I raise my eyebrows. “Was it really that crazy? Like in all the movies and swinging’ sixties and seventies? Or is all blown out of proportion?”

Keena slides a piece of caramelized onion pizza my way and I gratefully accept it.

“It was even wilder,” Clementine’s eyes are round and wide. “More sex, more drugs, more, more, more — everything was more.”

I’m about to ask her to tell me more, more, more, but I take a way-too-big mouthful of cheesy glory and when I’m wiping the oil from my chin, I look up to see a familiar figure in the doorway.

“Asher Piece, get your bum over here!” Keena cries.

“Daaaarrling!” Clementine trills. It occurs to me that Clem and Monti probably ran in the same circles (or slept there) so she must know Arabella and Asher.

Wearing worn jeans, a blue and white checked button down with the cuffs undone, and a navy blue — cashmere? — sweater and looking very Anglo-comfy-sexy complete with tousled hair, Asher walks over to our table. He leans down to kiss Keena on both cheeks, then Clem gets three kisses for some reason, and I get — none. Despite my lack of mathematical prowess, I do know that four comes after three and I think about complaining. Instead, I manage, “Hello, Asher,” and try to stifle the building goosebumps plus crush-induced nausea (plus caramelized onions) and the sinking feeling I get when I remember Arabella’s wishes: even if he were interested (which he clearly isn’t) Asher is (according to my best friend and English host and the sister of my loveject) OFF-LIMITS!

“Love,” he says with nary a glance in my direction. He reaches into his bag — a leather satchel sort of item — and pulls out a large manila envelope which he hands to Clem. I expect him to produce a semi-nude photo from his catalogue shoot in St. Tropical, for him to brag about his island pursuits, swimsuits, or lack of suits — but he doesn’t. Maybe he’s not the kiss and tell kind of guy — for my sake, I hope he isn’t. “The details are all there,” he says to Clementine, who appears to know what he’s talking about. “We need to leave by half-three — Lundgren Shrum will pick you up — just so we get there in time for dinner.”

“Have Lundgren drive
you
— I don’t need to revisit
that
ancient history.
My
driver will get me there in plenty of time, not to worry,” Clem replies. I’m curious to know what kind of past she has with Lundgren — who I met all of once, during my sleep-cloud post-Heathrow. Clementine stands up, managing not to disturb the plexiglass table, and hugs us all goodbye. “Love, I do hope to see you again,” she says to me. Then, softer, she says, “Though I’m sure I have before — in another life perhaps?”

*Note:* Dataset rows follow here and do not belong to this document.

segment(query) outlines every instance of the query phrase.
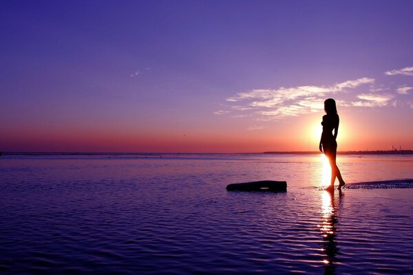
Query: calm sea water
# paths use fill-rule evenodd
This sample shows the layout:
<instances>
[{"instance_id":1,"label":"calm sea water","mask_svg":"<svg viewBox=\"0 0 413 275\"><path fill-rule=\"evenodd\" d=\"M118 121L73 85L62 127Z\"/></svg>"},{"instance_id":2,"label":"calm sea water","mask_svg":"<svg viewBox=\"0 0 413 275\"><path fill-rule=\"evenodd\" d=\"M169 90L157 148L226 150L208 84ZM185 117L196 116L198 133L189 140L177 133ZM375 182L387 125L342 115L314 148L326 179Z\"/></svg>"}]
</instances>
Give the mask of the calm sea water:
<instances>
[{"instance_id":1,"label":"calm sea water","mask_svg":"<svg viewBox=\"0 0 413 275\"><path fill-rule=\"evenodd\" d=\"M330 195L320 155L3 156L0 273L412 274L413 157L337 162Z\"/></svg>"}]
</instances>

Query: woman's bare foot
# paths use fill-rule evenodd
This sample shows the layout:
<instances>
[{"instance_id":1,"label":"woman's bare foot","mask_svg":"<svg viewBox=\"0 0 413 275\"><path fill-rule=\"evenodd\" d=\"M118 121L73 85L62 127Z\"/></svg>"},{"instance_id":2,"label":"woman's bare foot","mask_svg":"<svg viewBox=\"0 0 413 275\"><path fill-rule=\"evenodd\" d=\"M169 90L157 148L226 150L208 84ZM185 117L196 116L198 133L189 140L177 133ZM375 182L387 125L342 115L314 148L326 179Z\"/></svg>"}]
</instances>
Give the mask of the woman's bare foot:
<instances>
[{"instance_id":1,"label":"woman's bare foot","mask_svg":"<svg viewBox=\"0 0 413 275\"><path fill-rule=\"evenodd\" d=\"M333 192L334 191L334 185L330 185L330 186L326 188L326 191L328 192Z\"/></svg>"},{"instance_id":2,"label":"woman's bare foot","mask_svg":"<svg viewBox=\"0 0 413 275\"><path fill-rule=\"evenodd\" d=\"M344 186L345 185L346 185L346 182L340 182L340 184L339 184L339 190L341 190L341 187Z\"/></svg>"}]
</instances>

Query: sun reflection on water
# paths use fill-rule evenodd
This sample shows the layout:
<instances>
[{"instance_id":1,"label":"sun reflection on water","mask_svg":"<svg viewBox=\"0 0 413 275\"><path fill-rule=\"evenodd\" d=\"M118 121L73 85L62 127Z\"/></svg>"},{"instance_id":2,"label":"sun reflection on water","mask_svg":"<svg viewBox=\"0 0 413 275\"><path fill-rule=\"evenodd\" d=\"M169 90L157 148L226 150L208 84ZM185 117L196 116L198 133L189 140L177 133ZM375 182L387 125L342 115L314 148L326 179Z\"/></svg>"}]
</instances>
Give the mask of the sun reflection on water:
<instances>
[{"instance_id":1,"label":"sun reflection on water","mask_svg":"<svg viewBox=\"0 0 413 275\"><path fill-rule=\"evenodd\" d=\"M321 195L322 209L321 221L318 226L323 236L323 251L326 253L322 259L326 273L334 273L335 263L337 262L337 254L339 253L336 241L337 230L337 211L340 204L341 193L337 197L337 204L335 204L335 195L328 192L323 192Z\"/></svg>"}]
</instances>

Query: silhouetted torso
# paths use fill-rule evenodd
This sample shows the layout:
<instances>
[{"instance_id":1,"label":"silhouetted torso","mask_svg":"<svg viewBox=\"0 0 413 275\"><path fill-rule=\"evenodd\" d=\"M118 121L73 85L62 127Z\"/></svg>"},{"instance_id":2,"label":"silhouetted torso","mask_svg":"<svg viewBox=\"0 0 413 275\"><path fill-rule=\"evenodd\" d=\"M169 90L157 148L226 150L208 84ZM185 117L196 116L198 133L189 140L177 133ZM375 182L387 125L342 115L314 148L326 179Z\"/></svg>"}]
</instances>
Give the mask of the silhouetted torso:
<instances>
[{"instance_id":1,"label":"silhouetted torso","mask_svg":"<svg viewBox=\"0 0 413 275\"><path fill-rule=\"evenodd\" d=\"M321 144L324 150L335 150L337 147L337 143L332 135L332 130L339 125L339 115L323 116L323 133L321 134Z\"/></svg>"}]
</instances>

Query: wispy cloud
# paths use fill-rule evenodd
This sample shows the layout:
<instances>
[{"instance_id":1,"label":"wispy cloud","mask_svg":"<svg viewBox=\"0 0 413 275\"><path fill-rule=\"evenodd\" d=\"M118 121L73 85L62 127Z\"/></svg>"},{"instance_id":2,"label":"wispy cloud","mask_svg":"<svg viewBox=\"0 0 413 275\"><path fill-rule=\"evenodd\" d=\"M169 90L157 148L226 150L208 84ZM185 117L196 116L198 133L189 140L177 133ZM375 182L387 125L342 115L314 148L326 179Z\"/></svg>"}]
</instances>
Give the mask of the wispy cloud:
<instances>
[{"instance_id":1,"label":"wispy cloud","mask_svg":"<svg viewBox=\"0 0 413 275\"><path fill-rule=\"evenodd\" d=\"M240 92L226 99L237 102L231 107L233 110L255 110L260 120L263 117L276 118L284 116L297 116L324 109L324 101L328 94L343 92L359 86L372 84L374 79L361 78L350 80L330 86L298 86L276 89L256 89ZM222 113L220 113L222 114Z\"/></svg>"},{"instance_id":2,"label":"wispy cloud","mask_svg":"<svg viewBox=\"0 0 413 275\"><path fill-rule=\"evenodd\" d=\"M403 76L413 76L413 67L406 67L400 69L392 69L384 73L386 76L396 76L401 74Z\"/></svg>"},{"instance_id":3,"label":"wispy cloud","mask_svg":"<svg viewBox=\"0 0 413 275\"><path fill-rule=\"evenodd\" d=\"M277 89L253 89L237 93L227 101L237 102L244 100L258 100L250 106L256 107L274 107L287 100L311 96L324 96L327 94L337 93L346 89L352 89L363 84L374 82L373 78L362 78L337 83L332 86L298 86L291 88L280 87Z\"/></svg>"},{"instance_id":4,"label":"wispy cloud","mask_svg":"<svg viewBox=\"0 0 413 275\"><path fill-rule=\"evenodd\" d=\"M361 94L357 96L361 100L352 102L354 107L382 107L387 106L394 96L390 94Z\"/></svg>"},{"instance_id":5,"label":"wispy cloud","mask_svg":"<svg viewBox=\"0 0 413 275\"><path fill-rule=\"evenodd\" d=\"M248 131L256 131L256 130L262 130L267 128L265 126L251 126L251 127L248 127L246 129Z\"/></svg>"},{"instance_id":6,"label":"wispy cloud","mask_svg":"<svg viewBox=\"0 0 413 275\"><path fill-rule=\"evenodd\" d=\"M225 110L220 110L220 111L215 111L213 112L214 115L224 115L226 113L229 113L229 111L225 111Z\"/></svg>"},{"instance_id":7,"label":"wispy cloud","mask_svg":"<svg viewBox=\"0 0 413 275\"><path fill-rule=\"evenodd\" d=\"M409 91L411 90L412 89L413 89L413 87L407 87L407 86L399 87L399 88L397 88L396 89L396 91L397 91L397 94L408 94Z\"/></svg>"}]
</instances>

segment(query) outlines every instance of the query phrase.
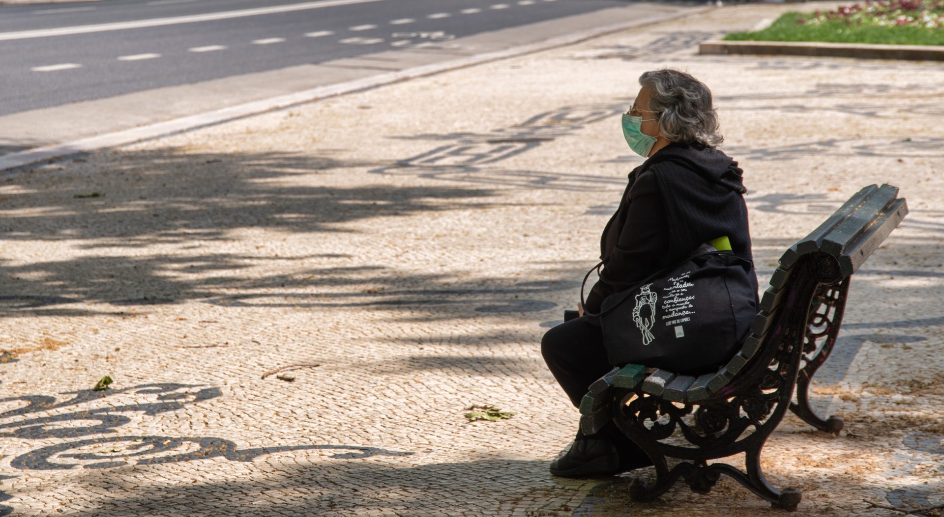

Um, okay. Whatever. “Sure — see you soon,” I say.

“You’re not coming are you?” Asher asks me, with something that sounds like dread.

“Where?”

“Oh, you must!” Clem smiles as she walks away, a blur of polished teeth and classic-scented perfume. “Do come to Bracker’s Common this weekend. We’ve got the
Celebrity Life
shoot — you know, all the has-beens from the real era of rock n’ roll…myself and Monti included.”

“Maybe,” I say to her. “I have a bunch of work and I know Arabella’s away with…” I stop myself from saying Toby’s name and look busy by buttoning my jacket, wrongly I might add, and then fixing it. “She’s just got a lot of work, too.”

“I’ll bet she does,” Asher says.

“Monti would love it, I’m sure! I won’t accept no for an answer,” Clem says and gives a wave.